Infuriano le polemiche sui suicidi dovuti ai continui fallimenti di piccole e medie aziende. E si mobilita il mondo del web. Di particolare interesse l’iniziativa di “Totalità” (www.totalita.it), per la rilevanza dei nomi che la testata online annovera nel proprio comitato direttivo. Giovanni F. Accolla, Franco Cardini, Giordano Bruno Guerri, Maria Giovanna Maglie, Gennaro Malgieri, Gennaro  Sangiuliano, Mirella Serri e Marcello Veneziani danno il là ad una battaglia che prova a capire e canalizzare le ragioni di uno scontento dagli esiti sociali imprevedibili

“Adesso basta, non possiamo più accettare di aggiornare quotidianamente il conto dei morti suicidi per la disperazione di essere stati lasciati soli a fronteggiare una crisi che si sta divorando l’Italia”, si legge in un editoriale della testata diretta da Simonetta Bartolini.
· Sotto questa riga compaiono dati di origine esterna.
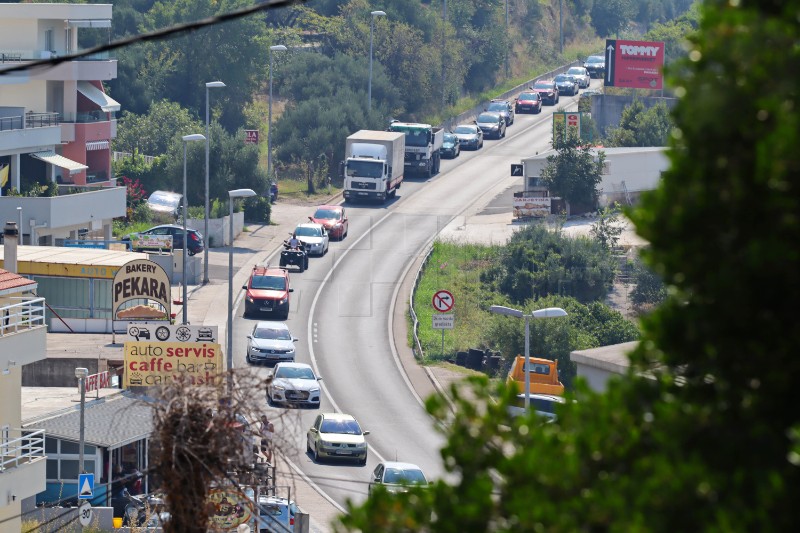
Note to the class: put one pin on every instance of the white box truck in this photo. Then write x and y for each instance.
(373, 165)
Che si propone di dar voce a di tutti coloro che in questi giorni di difficoltà economica si sentono abbandonati a sé stessi.
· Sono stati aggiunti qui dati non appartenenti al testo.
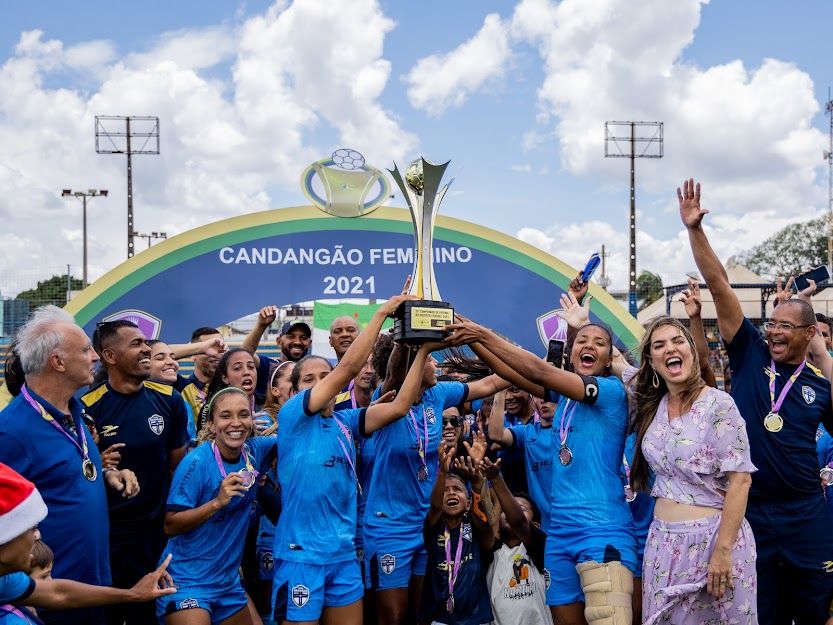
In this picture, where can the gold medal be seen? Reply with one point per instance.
(88, 469)
(773, 422)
“Totalità.it è solo un giornale on line – continua l’editoriale –  non ha mezzi e strumenti per aiutare chi sia nella morsa della disperazione, abbiamo solo la compassione. La compassione aiuta a sentirsi un po’ meno soli, perché la disperazione nasce dalla solitudine di fronte a ciò che appare insormontabile: la perdita economica e quella sociale, e la perdita della dignità e dell’onore. Al solito in questo paese anche i suicidi sono stati motivo di divisione ideologica, chi ha detto che non se ne deve parlare per non indurre l’effetto emulazione, e chi vuole denunciare per sollecitare una reazione. Chi considera i suicidi una fastidiosa pietruzza sul percorso del governo, chi – incalza la direzione della rivista – li vorrebbe usare per scardinare lo status quo. In ogni caso manca la compassione, da una parte e dall’altra si ascrive tutto alla possibilità di guadagno o perdita politica, onde la presa di posizione. Qui non si tratta di porsi il problema – sostengono alla redazione di Totalità – se è un boom di suicidi o se in realtà il trend suicida è identico a quello degli altri anni.
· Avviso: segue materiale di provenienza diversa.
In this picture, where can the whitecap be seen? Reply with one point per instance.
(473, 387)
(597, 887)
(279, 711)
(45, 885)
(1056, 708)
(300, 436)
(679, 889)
Abbiamo apprezzato l’iniziativa di Radio24 che, con l’ottimo Oscar Giannino, ha lanciato una bella iniziativa, chiamata “Disperati mai”, invitando gli ascoltatori a raccontare le loro storie. E gli ascoltatori hanno risposto con tante lettere, così tante che neppure una giornata radiofonica interamente dedicata alla lettura di queste grida di dolore avrebbe potuto esaurirle. In radio però non è possibile dare spazio a tutti, e allora noi cerchiamo di integrare e aiutare l’iniziativa di Radio 24 e invitiamo tutti coloro che hanno una storia di disperazione da raccontare, indotta da questo particolare momento economico, a scrivercela e noi la pubblicheremo. Dedicheremo una delle nostre pagine web a raccogliere le lettere che ci arriveranno, le pubblicheremo tutte, ben scritte o scritte male. Non è un concorso letterario, vogliamo essere il vostro orecchio amichevole e il vostro megafono per non lasciare la disperazione al buio della coscienza che induce cattivi pensieri e pessimi gesti. Vi chiediamo solo di essere onesti, in maniera che se qualcuno, leggendovi, saprà o potrà consigliarvi una soluzione, possa eventualmente farlo. Non è molto, è solo solidarietà, amicizia, vicinanza. Mettiamo a disposizione di chi è disperato la possibilità di sfogare il proprio dolore, di raccontarlo,  – conclude l’articolo – affidarlo ad una pagina scritta invece che ad un corda appesa al soffitto”.